Le temps aura permis à l’azote, au bore et à l’uranium de donner des colorations remarquables à la matière, ce qui n’est pas possible avec un diamant de synthèse. Les essais avec des machines donnant des résultats peu subtils et sans valeur. Quant à la formation imparfaite des atomes de carbone entre eux, en plus des inclusions, elle peut donner naissance à des tonalités de rose à rouge, inimitable de manière artificielle.
Fluorescence et électrostatique : comment réagit la pierre ?
Une autre imperfection propre au diamant naturel : le phénomène de fluorescence. Cette réaction à la lumière UV produit effet opalescent plus ou moins fort, avec des tons de couleur parfois différents.
Encore un phénomène distinctif, sa force électrostatique lui « colle à la peau », il attirera par exemple des microparticules de cheveux, ou d’infimes matières grasses, et à la loupe on pourra observer cette surface « quasi magnétique » à fleur des facettes, mais qu’on ne s’y trompe pas, rien ne pénètre cette matière.
Moissanite et Oxyde de Zirconium : ne pas les confondre
Un diamant étincellera moins qu’une moissanite, mais de façon plus subtile et élégante, avec des dégradés de couleur inégalable. C’est la vitesse du parcours de la lumière, extrêmement ralentie dans le diamant, qui donne ce spectacle.
Sur l’oxyde de zirconium, beaucoup plus fragile que le diamant, on apercevra avec le temps une légère érosion de la matière, au sommet des arrêtes entre les facettes.
Les tests physiques : densité et chaleur
Mais surtout, au toucher, on le reconnaît à son rapport poids volume assez important, à taille égale, plongé dans de l’eau, il coulera plus vite qu’un morceau de verre.

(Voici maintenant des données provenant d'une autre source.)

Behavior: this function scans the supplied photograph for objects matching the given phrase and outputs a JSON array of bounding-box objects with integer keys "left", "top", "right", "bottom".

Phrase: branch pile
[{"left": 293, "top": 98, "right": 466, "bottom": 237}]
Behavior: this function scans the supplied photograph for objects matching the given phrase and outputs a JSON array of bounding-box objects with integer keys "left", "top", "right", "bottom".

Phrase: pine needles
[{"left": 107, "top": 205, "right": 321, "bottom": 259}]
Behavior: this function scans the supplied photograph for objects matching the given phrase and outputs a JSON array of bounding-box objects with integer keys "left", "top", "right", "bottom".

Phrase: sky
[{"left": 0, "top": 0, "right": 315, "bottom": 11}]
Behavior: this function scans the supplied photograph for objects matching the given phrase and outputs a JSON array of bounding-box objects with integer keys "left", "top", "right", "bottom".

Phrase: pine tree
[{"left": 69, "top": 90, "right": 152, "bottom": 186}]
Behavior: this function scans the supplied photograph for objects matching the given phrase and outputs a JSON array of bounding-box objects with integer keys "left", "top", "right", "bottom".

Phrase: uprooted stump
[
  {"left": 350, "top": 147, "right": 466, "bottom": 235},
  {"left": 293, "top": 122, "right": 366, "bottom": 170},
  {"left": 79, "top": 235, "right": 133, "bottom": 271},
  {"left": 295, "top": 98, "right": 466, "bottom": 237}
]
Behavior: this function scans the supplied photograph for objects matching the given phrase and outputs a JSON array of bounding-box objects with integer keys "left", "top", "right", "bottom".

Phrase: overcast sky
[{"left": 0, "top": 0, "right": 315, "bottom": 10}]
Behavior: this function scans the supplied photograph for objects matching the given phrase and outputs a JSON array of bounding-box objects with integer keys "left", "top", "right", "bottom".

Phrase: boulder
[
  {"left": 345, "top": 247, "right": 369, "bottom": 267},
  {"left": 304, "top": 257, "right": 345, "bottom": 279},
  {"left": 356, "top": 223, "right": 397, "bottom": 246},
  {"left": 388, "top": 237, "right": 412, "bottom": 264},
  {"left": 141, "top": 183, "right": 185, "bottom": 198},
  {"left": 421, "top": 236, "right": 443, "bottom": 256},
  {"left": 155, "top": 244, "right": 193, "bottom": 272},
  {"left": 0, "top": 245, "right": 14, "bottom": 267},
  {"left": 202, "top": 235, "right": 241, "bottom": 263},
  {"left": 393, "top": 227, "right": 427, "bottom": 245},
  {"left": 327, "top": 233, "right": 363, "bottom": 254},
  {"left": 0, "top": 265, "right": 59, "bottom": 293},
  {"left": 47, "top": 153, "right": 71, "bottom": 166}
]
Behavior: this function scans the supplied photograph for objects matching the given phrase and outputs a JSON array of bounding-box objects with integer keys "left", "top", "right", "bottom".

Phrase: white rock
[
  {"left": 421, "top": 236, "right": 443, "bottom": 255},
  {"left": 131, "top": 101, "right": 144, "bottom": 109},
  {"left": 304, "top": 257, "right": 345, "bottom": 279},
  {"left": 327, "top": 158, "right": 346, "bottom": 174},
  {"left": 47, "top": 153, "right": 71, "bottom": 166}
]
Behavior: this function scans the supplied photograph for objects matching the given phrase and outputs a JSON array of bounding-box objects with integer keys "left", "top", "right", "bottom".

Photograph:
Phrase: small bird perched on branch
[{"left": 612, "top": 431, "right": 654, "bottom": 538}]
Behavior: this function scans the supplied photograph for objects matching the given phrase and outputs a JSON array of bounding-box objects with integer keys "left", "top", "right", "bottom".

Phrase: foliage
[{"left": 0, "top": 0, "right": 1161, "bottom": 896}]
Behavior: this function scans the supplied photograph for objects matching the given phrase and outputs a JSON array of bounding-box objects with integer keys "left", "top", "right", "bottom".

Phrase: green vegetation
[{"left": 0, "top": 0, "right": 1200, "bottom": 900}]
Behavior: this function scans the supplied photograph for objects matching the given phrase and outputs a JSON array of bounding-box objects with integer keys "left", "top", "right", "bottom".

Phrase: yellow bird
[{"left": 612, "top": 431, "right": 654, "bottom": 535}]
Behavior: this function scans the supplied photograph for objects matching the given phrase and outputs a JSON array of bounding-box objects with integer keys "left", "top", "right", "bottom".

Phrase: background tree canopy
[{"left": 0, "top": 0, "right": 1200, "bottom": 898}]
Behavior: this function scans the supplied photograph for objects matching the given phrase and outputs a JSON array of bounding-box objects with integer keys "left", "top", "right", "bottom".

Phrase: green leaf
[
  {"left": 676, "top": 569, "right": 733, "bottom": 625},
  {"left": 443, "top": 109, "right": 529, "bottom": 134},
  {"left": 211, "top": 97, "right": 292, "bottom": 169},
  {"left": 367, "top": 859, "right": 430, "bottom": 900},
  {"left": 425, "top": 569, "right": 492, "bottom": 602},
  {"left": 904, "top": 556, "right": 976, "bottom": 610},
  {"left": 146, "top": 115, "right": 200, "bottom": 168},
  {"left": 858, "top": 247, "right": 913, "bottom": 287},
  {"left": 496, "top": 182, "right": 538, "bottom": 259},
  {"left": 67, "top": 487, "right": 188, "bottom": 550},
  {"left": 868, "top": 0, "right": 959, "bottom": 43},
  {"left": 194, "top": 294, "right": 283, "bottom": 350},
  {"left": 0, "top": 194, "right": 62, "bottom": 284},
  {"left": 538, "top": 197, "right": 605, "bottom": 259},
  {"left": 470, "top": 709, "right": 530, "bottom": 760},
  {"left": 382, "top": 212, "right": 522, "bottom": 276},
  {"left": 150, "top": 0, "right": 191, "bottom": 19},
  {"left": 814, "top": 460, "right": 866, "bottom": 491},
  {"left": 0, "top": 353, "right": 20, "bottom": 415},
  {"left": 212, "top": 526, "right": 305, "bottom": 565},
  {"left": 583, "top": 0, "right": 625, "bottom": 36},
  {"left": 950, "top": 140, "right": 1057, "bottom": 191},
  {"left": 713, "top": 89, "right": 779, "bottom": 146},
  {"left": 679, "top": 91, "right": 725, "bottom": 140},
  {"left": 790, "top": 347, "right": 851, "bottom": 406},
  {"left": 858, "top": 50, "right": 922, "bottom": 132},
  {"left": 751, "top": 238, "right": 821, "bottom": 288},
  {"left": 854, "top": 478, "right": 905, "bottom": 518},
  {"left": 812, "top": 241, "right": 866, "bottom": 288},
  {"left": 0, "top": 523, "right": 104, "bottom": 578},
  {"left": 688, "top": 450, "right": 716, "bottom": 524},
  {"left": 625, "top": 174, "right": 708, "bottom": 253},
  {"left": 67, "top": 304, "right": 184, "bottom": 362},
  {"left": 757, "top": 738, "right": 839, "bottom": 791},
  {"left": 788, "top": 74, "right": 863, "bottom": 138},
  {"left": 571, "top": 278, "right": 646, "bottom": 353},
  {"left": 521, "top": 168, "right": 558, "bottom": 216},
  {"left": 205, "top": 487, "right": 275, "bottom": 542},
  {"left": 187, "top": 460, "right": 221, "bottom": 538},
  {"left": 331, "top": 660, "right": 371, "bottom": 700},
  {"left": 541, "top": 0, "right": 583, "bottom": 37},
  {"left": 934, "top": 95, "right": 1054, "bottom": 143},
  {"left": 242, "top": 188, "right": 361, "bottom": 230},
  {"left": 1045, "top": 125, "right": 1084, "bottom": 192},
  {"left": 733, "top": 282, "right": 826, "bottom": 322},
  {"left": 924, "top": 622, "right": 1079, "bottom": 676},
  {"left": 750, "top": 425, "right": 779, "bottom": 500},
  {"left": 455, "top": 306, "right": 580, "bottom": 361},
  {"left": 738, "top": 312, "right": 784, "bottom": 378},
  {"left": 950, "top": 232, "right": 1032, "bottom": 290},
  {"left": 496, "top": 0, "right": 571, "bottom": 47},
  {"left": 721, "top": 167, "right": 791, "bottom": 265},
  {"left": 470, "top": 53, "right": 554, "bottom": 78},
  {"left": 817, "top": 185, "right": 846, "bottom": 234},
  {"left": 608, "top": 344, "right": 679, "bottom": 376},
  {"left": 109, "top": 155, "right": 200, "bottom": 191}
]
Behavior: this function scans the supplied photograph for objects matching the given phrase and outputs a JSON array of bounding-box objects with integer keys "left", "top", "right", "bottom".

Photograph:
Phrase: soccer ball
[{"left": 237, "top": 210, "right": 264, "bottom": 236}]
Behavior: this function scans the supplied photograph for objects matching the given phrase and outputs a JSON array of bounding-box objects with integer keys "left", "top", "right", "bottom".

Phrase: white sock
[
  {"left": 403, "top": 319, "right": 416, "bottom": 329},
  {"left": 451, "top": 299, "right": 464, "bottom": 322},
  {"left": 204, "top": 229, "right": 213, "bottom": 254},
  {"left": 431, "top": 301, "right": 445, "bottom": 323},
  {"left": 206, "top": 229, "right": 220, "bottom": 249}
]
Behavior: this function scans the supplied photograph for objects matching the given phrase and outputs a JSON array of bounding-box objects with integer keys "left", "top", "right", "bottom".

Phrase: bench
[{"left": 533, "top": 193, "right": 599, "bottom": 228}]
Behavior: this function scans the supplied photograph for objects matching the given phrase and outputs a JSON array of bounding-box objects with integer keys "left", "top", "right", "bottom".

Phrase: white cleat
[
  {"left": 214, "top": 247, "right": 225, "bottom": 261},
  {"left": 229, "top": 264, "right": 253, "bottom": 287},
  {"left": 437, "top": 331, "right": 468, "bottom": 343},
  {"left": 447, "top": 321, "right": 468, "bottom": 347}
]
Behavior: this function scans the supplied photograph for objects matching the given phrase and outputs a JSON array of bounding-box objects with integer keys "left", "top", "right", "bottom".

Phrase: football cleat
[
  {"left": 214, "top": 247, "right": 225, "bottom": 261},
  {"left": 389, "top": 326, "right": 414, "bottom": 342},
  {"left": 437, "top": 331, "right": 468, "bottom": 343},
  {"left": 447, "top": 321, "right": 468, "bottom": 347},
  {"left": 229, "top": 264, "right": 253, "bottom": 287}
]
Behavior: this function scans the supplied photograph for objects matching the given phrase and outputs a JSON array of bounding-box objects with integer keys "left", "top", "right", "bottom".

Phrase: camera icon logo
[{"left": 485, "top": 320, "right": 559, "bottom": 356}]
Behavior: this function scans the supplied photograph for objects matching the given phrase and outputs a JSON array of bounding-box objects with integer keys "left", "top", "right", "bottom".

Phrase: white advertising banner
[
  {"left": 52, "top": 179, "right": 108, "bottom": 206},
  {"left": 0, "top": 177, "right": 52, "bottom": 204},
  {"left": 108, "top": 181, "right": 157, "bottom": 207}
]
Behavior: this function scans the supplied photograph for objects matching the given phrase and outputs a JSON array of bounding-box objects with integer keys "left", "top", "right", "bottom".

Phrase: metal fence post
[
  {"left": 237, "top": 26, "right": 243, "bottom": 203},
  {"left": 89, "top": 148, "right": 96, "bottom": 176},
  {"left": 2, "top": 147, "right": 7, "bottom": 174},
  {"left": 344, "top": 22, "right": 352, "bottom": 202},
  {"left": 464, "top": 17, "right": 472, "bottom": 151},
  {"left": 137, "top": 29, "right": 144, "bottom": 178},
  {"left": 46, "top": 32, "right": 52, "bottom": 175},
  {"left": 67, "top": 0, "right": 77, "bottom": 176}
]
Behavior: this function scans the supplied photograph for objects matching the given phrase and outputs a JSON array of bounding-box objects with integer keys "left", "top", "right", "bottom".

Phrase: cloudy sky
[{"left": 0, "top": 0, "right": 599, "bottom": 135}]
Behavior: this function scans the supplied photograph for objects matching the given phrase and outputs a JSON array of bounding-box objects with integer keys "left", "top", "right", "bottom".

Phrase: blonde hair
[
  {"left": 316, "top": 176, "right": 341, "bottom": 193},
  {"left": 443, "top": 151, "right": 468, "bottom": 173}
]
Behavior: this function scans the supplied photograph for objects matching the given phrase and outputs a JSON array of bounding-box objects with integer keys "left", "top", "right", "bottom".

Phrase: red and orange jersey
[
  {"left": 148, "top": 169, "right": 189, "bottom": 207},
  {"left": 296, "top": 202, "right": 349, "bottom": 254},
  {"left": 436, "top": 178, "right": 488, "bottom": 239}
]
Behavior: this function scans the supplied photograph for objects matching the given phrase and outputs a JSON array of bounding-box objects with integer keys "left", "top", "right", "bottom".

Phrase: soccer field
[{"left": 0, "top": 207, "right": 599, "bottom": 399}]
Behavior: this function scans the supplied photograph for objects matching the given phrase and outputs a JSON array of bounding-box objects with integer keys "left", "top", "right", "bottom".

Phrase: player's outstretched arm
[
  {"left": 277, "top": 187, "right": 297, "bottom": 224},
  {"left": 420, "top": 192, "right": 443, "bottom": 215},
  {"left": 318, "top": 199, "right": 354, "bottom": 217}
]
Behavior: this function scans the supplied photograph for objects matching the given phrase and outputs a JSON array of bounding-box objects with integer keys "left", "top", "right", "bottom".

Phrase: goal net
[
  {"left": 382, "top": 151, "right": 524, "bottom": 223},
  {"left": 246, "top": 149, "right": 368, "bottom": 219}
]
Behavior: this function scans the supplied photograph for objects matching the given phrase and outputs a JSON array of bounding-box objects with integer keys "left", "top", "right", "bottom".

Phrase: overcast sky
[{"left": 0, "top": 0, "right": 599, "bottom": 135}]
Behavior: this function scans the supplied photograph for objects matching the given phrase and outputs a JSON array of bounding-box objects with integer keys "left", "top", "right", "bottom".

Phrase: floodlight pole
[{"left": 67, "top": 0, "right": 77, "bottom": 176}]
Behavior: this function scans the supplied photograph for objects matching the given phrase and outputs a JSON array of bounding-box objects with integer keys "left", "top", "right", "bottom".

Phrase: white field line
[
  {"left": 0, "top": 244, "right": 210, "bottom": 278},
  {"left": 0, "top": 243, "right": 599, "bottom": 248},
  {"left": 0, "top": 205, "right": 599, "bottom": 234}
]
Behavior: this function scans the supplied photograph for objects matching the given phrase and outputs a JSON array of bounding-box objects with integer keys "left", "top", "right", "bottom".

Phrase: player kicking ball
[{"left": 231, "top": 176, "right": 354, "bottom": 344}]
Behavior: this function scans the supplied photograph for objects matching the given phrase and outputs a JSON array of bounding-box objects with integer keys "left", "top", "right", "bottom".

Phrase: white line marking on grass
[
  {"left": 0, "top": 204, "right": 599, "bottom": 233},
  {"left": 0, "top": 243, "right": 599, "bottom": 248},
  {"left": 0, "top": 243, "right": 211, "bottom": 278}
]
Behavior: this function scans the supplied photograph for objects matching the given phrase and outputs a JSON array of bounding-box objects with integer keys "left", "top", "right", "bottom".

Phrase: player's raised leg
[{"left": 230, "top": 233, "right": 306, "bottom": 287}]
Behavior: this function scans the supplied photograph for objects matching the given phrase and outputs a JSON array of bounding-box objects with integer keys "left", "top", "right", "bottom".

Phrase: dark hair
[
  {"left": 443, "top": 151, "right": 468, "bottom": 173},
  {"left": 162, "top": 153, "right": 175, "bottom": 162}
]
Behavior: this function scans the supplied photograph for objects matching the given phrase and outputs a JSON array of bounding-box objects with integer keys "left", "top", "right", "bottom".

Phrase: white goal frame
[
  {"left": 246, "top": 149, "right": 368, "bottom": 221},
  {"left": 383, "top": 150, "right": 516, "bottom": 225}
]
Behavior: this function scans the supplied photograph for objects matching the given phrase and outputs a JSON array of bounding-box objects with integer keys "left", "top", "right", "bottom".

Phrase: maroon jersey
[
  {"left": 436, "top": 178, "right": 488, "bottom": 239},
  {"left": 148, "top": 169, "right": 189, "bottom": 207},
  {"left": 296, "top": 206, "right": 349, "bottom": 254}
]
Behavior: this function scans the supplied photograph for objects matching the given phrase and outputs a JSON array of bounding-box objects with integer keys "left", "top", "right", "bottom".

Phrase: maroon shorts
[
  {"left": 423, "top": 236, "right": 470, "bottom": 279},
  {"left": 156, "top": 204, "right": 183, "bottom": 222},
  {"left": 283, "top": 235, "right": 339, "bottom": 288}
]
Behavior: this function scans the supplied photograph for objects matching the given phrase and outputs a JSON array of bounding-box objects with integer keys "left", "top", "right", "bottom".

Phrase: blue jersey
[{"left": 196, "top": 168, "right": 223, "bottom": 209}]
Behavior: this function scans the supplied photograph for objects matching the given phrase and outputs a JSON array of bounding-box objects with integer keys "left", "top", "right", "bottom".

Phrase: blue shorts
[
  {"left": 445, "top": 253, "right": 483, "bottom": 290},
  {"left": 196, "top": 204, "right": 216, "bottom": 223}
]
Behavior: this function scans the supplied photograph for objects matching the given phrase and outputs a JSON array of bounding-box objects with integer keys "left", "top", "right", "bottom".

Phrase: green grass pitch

Certains spécialistes disent pouvoir reconnaitre un diamant en le posant sur leurs lèvres et en attestant de sa lente conductivité de la chaleur, due à sa structure dure et homogène.
L'importance de la certification GIA
L’unique moyen de devenir expert est de passer du temps avec un diamant muni d’une loupe. Il existe aussi des appareils très fiable et très commodes qui distinguent même un diamant de synthèse d’un diamant naturel.
La pratique la plus courante et le plus reconnue est la certification des diamants par un organisme tel que le laboratoire GIA*. D’ailleurs, Aujourd’hui quasiment la totalité des diamants du marché à partir de 0.30ct sont certifiés.
*Laboratoire GIA. Ce document est la carte d'identité de la pierre : il atteste de son origine naturelle et en définit précisément la qualité selon les règles universelles des 4C (Carat, Couleur, Clarté, Taille.